Saturday, June 16, 2007

Where are the pilots?!

Unmanned aircraft are becoming popular displays at airshows, admittedly, only few of them actually fly here. In fact, much of the innovation is directed into unmanned platforms, offering shorter development cycles and faster time to market. UAVs are proposed primarily for military applications, but civilian uses are also on the horizon.

In the following images, show few of the new unmanned systems displayed here at the 47th Paris Airshow. First we present the largest versions, also known as Medium-Altitude Long Endurance MALE

An Armed Predator MQ-1B, configured with an MTS payload and specially modified versions of the Hellfire laser guided missile. Operated by the US Air Force in Iraq and Afghanistan.

IAI unveiled the Heron 2, a MALE unmanned aerial vehicle (UAV), also known as Heron TP or by its IAI designation Eitan. In Paris, the real aircraft is on display. The Heron TP (Turbo-Prop) is the largest UAV built Israel to date. Its wings span over 26 meters, length is 14 meters. Heron TP is powered by a single Pratt & Whitney PT6A turboprop engine developing 1200 hp. It has a maximum takeoff weight of 4650 kg carrying a mission payload of over 1,000 kg. It is designed to operate at an altitude of 45,000 ft, above the commercial aviation routes. Heron TP can stay on a mission for 36 hours, and as it uses a satellite communications link, its range is not limited by line-of sight communications. Heron TP was displayed with different payloads, including radar and electro-optical payoads. Quad launchers of Lahat missiles were also displays, hinting on an optionally armed configuration of such UAV.

A full scale model of the Hermes-900 was unveiled by Elbit Systems. Hermes 900 is an outgrowth of the hermes platform, selected for operation or currently operational with five military forces including Israel's military, Singapore, and the UK (for the Watchkeeper program). The Hermes 900 will be able to operate by the same units operating the Hermes 450, supported by the same ground equipment and payloads. It will be able to carry heavier payloads of up to 300 kg for longer missions.

Global Hawk is a familiar face at the airshows. This year, Northrop Grumman is showing the RQ-4B and RQ-4N in scaled-down models, depicting the special configurations for the Navy's maritime patrol and Air Force's HALE missions.

A surprising exhibit was unveiled by the Chinese company AVIC I, showing two model versions of unmanned systems, a jet powered High Altitude Long Endurance (MALE) platform and a fast recce super-drone called DarkSword. Defense Update will try to collect more details on these platform later during the show. Your comments on this new and intruiging UVS are welcome!.

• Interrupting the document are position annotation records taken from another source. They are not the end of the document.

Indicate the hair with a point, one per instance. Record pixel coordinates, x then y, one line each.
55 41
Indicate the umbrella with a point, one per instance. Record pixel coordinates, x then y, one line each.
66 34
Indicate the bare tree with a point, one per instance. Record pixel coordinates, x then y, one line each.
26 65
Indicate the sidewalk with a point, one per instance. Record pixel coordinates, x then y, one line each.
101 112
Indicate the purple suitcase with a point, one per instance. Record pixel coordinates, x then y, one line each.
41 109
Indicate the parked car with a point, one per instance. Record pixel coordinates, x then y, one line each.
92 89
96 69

EADS is also demonstrating a 1:10 model of a new MALE UAV concept, which is unique in its modularity. The aircraft is configured as a main module, which includes the airframe, twin engines avionics, controls and tail section. Two sets of wings are designes, a high aspect ratio and low aspect ratio wing. Payloads are also modular, providing SAR, MPR and EO systems. A satellite communications module can be placed on the upper front section, or, when line of sight is sufficient, the section will be covered by a flat cover. EADS also displays the Sharc rotary wing demonstrator which recently passed its maiden flight test. The Sharc joined other EADS rotary UAS already shown in the past, including the Orca shipborne VTUAV and small Scorpio systems, which included this year the small Scorpio 8 and medium size Scorpio 30 systems.